Divide the arrays into blocks of size R (constant we will fix later). Then inside each block, compute for every value $$$\leq 5 \cdot 10^4$$$ what is the smallest multiple of that value which occurs in the range.

Then to compute the answer when an entire block gets set to a value $$$v$$$, it's $$$\min(\texttt{smallest_multiple}[d] \cdot v / d^2 \enspace \vert \enspace d \vert v)$$$

When a an update or query touches but doesn't cover an entire block, just brute force.

$$$O(Rq \log \log n + nqd/R)$$$ where $$$d$$$ is the largest number of factors a number can have, which is something like $$$128$$$ for numbers this small. I chose $$$R=400$$$ from trial and error instead of calculating what block size would make sense.

submission

Still don’t get A.. If a[n] mod n != 0, then why can we just check if gcd(g, n)? I mean if a[n] cannot be changed to n, then why checking gcd(g, n) is correct?

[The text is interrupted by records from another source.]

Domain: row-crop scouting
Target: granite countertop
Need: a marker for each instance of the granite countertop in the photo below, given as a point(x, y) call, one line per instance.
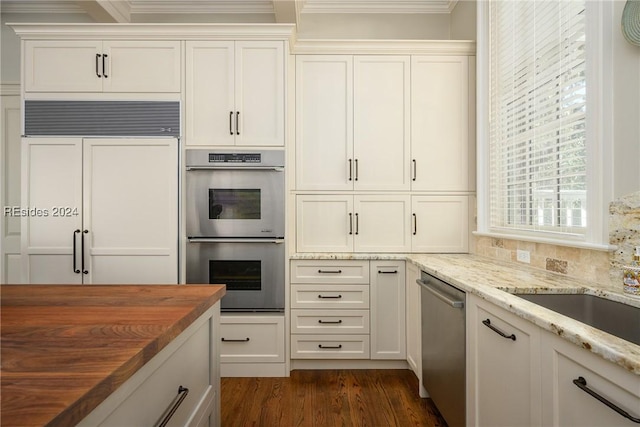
point(67, 348)
point(493, 281)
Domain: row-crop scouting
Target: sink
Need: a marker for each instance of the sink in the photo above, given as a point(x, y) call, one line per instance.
point(616, 318)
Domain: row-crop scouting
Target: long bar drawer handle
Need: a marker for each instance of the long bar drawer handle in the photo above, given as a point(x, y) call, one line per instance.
point(334, 347)
point(488, 324)
point(182, 394)
point(582, 384)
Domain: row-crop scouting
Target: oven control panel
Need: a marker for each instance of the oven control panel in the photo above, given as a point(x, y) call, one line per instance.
point(235, 157)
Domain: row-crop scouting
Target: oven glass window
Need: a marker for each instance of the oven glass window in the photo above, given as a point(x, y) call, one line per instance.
point(237, 275)
point(231, 203)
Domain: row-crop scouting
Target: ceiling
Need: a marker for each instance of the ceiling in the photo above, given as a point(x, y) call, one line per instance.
point(124, 11)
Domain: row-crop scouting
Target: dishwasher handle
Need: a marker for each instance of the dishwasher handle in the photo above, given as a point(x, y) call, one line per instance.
point(438, 294)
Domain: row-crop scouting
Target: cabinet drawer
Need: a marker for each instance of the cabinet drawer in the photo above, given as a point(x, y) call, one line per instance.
point(143, 399)
point(330, 321)
point(329, 271)
point(330, 296)
point(252, 339)
point(330, 346)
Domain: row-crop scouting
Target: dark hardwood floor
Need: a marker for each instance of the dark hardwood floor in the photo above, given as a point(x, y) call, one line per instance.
point(328, 398)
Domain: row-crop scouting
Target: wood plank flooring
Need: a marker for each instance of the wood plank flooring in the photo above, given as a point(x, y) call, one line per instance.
point(328, 398)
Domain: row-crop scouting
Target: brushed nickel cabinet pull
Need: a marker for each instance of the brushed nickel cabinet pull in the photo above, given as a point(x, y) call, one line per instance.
point(330, 346)
point(182, 394)
point(488, 324)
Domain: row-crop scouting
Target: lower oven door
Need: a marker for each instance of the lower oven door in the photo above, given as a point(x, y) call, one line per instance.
point(252, 269)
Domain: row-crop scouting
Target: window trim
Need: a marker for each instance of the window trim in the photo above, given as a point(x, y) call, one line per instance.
point(599, 130)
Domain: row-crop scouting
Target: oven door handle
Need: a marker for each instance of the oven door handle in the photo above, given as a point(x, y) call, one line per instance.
point(233, 168)
point(235, 240)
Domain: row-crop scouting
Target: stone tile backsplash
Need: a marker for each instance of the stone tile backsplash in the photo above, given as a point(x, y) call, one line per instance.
point(600, 268)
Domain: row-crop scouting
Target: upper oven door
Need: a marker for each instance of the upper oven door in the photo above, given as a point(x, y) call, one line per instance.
point(235, 202)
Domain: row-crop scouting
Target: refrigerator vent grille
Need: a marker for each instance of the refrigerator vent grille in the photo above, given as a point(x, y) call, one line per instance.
point(102, 118)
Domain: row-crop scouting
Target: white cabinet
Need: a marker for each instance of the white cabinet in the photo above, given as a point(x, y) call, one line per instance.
point(503, 378)
point(141, 66)
point(346, 223)
point(252, 345)
point(440, 224)
point(413, 320)
point(440, 126)
point(330, 317)
point(96, 208)
point(388, 334)
point(190, 361)
point(235, 93)
point(567, 368)
point(352, 122)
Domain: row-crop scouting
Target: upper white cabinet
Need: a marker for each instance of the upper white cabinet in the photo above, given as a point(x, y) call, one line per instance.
point(352, 122)
point(440, 124)
point(345, 223)
point(235, 93)
point(98, 207)
point(142, 66)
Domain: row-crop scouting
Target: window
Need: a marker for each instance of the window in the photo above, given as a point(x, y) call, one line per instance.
point(537, 95)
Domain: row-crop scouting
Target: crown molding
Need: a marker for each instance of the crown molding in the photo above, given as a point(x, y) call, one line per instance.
point(198, 6)
point(28, 31)
point(385, 47)
point(41, 6)
point(378, 6)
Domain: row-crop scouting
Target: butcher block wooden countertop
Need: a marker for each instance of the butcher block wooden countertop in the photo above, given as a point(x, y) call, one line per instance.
point(64, 349)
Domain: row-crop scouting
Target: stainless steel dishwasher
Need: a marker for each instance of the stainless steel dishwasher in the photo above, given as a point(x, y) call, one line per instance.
point(443, 347)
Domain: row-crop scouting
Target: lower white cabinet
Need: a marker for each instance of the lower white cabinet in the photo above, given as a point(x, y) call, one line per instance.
point(539, 378)
point(568, 371)
point(347, 309)
point(251, 345)
point(413, 320)
point(189, 362)
point(388, 335)
point(504, 367)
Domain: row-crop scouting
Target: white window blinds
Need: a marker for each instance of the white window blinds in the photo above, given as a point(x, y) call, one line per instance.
point(537, 136)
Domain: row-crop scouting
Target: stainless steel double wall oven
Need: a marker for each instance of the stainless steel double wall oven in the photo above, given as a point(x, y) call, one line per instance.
point(235, 225)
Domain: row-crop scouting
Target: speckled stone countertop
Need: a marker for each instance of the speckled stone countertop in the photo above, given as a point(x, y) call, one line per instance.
point(489, 279)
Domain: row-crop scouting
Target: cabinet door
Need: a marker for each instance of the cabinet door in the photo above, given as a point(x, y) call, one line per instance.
point(141, 66)
point(259, 93)
point(62, 66)
point(324, 223)
point(441, 224)
point(413, 319)
point(381, 122)
point(131, 210)
point(324, 122)
point(210, 104)
point(440, 123)
point(565, 404)
point(51, 184)
point(388, 310)
point(382, 223)
point(504, 373)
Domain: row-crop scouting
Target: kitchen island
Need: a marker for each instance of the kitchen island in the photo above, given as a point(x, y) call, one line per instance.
point(72, 352)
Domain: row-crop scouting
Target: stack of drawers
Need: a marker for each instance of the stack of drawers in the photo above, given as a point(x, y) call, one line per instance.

Sorry for my poor English in advance.

I still cant understand Question B, can somebody explain?

In problem E, formula answer_x = min(answer_(x/p) * p) is just plain wrong, even with d not equal to x.

Let n = 1, x = 4, b_1 = 8, p = 2. Then answer_x = lcm(x, b_1) / gcd(x, b_1) = lcm(4, 8) / gcd(4, 8) = 8 / 4 = 2. BUt answer_(x/p) = lcm(x/p, b_1) / gcd(x/p, b_1) = lcm(4/2, 8) / gcd(4/2, 8) = lcm(2, 8) / gcd(2, 8) = 8 / 2 = 4. answer_x is not equal to p * answer(x/p), actually, answer(x/p) > answer_x.

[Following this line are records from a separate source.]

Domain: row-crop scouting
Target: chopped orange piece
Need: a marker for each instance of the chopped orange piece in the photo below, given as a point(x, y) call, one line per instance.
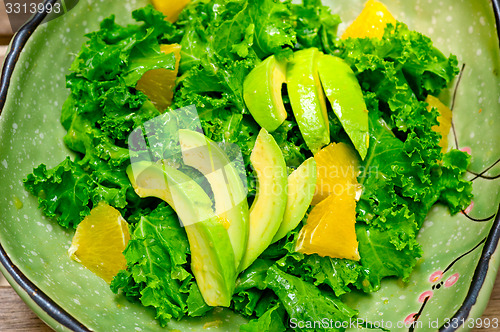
point(371, 22)
point(330, 230)
point(337, 168)
point(159, 84)
point(444, 120)
point(100, 240)
point(170, 8)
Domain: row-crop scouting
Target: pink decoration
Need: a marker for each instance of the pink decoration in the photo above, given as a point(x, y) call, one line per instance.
point(424, 296)
point(436, 276)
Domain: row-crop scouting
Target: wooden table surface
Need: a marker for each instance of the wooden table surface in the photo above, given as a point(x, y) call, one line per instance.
point(15, 314)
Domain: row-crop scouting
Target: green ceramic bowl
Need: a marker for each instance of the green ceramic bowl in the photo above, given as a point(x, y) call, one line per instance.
point(453, 279)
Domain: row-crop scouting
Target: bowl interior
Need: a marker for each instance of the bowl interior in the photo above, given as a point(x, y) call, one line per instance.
point(30, 134)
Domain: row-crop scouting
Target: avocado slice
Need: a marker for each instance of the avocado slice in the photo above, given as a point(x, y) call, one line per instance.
point(230, 194)
point(268, 208)
point(262, 93)
point(344, 93)
point(307, 98)
point(212, 257)
point(301, 188)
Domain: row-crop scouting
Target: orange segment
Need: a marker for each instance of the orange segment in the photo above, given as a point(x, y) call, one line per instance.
point(337, 168)
point(329, 230)
point(159, 84)
point(170, 8)
point(444, 120)
point(371, 22)
point(99, 242)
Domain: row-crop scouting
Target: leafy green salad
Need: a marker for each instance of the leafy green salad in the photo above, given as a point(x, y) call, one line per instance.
point(186, 271)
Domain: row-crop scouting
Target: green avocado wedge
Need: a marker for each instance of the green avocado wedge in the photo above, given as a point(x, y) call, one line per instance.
point(346, 98)
point(268, 208)
point(307, 99)
point(230, 198)
point(301, 187)
point(262, 93)
point(212, 257)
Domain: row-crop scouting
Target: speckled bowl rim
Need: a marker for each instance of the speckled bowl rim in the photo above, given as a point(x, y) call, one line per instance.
point(59, 315)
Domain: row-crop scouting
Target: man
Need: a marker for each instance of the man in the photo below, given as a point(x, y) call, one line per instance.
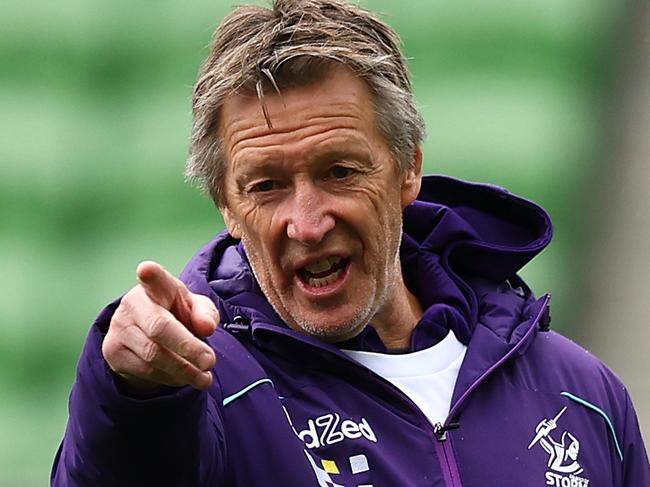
point(341, 332)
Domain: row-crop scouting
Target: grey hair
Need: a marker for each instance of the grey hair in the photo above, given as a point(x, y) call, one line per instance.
point(296, 42)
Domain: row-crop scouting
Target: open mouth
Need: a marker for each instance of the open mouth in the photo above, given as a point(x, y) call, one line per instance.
point(323, 272)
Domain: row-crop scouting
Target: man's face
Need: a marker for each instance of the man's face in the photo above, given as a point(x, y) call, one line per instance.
point(317, 201)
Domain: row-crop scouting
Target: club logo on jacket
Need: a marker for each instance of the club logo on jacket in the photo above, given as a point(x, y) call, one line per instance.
point(564, 468)
point(328, 429)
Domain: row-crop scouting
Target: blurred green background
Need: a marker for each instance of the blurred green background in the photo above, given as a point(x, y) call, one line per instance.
point(95, 103)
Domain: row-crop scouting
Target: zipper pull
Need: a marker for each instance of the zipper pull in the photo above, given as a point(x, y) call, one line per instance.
point(440, 430)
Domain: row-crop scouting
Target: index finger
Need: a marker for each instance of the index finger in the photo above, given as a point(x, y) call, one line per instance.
point(165, 289)
point(165, 330)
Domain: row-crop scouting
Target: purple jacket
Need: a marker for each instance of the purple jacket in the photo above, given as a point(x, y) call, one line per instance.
point(529, 407)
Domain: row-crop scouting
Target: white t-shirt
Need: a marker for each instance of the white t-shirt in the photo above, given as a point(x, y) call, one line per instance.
point(427, 376)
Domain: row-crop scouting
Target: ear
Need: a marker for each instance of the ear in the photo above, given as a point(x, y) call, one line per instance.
point(412, 179)
point(231, 222)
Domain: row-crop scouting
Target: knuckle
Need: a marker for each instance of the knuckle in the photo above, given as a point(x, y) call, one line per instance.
point(157, 326)
point(186, 348)
point(150, 352)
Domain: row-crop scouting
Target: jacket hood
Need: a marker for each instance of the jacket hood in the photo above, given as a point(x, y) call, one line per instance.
point(462, 245)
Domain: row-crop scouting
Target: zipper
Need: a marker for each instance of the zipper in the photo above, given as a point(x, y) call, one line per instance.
point(446, 456)
point(443, 447)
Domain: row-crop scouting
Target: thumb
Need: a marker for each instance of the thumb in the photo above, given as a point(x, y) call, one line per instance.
point(165, 290)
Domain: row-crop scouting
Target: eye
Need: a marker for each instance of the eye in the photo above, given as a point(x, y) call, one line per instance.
point(341, 172)
point(264, 186)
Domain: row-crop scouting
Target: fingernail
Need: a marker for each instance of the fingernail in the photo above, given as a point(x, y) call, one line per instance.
point(205, 361)
point(206, 380)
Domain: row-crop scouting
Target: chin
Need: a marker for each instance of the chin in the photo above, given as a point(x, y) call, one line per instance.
point(335, 331)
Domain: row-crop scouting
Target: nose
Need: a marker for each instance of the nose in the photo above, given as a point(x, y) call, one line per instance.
point(309, 217)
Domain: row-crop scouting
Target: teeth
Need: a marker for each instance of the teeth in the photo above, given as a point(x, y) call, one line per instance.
point(322, 265)
point(324, 281)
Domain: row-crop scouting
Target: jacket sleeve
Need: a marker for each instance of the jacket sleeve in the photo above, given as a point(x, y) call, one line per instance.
point(636, 469)
point(174, 438)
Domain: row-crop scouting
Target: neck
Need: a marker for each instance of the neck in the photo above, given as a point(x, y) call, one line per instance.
point(395, 322)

Please show me where I am wrong.

Managed to solve both C2 and D2, lost 16 rating.

The complexity analysis for D1 and D2 are not so obvious for me. Can someone maybe provide a better explanation?

In C1 and C2, I forgot that $$$a_i$$$ could be 0, TLE (QAQ)

unordered_set/map and gp_hash_table are uphacked.

Wow, so fast editorial, thanks!

In editorial of D1,

"Note that if k is not one of the largest divisors of x, then x/k becomes greater than q"

Why?

Does anyone have a correct proof to the solution of D1?

Can anybody explain problem C2? I don't understand what does $$$A$$$ means in the editorial.

C1 can be solved by brute force with optimization of skipping zeros with O = O(15*15) = 225, since any non-zero element is obliged to reduce the number of bits in the current xor. Thus C2 can be solved by adding a segment tree (to find the xor of segment) with O = (225+log(n))*n.

can someone explain c2 please?

What does Hack verdict 'Unexpected verdict' mean? Problem E's hacks have so many this type.

Я думаю стоит не писать словосочетание "тупое решение" в едиториалах.

This is related to the complexity analysis of $$$D1$$$ and $$$D2$$$:

If we have arrays $$$arr_1$$$ and $$$arr_2$$$, each of them has $$$N$$$ distinct values, where $$$1\le N \le 10^5$$$ and $$$1\le arr_1[i], arr_2[i]\le A_{max}$$$.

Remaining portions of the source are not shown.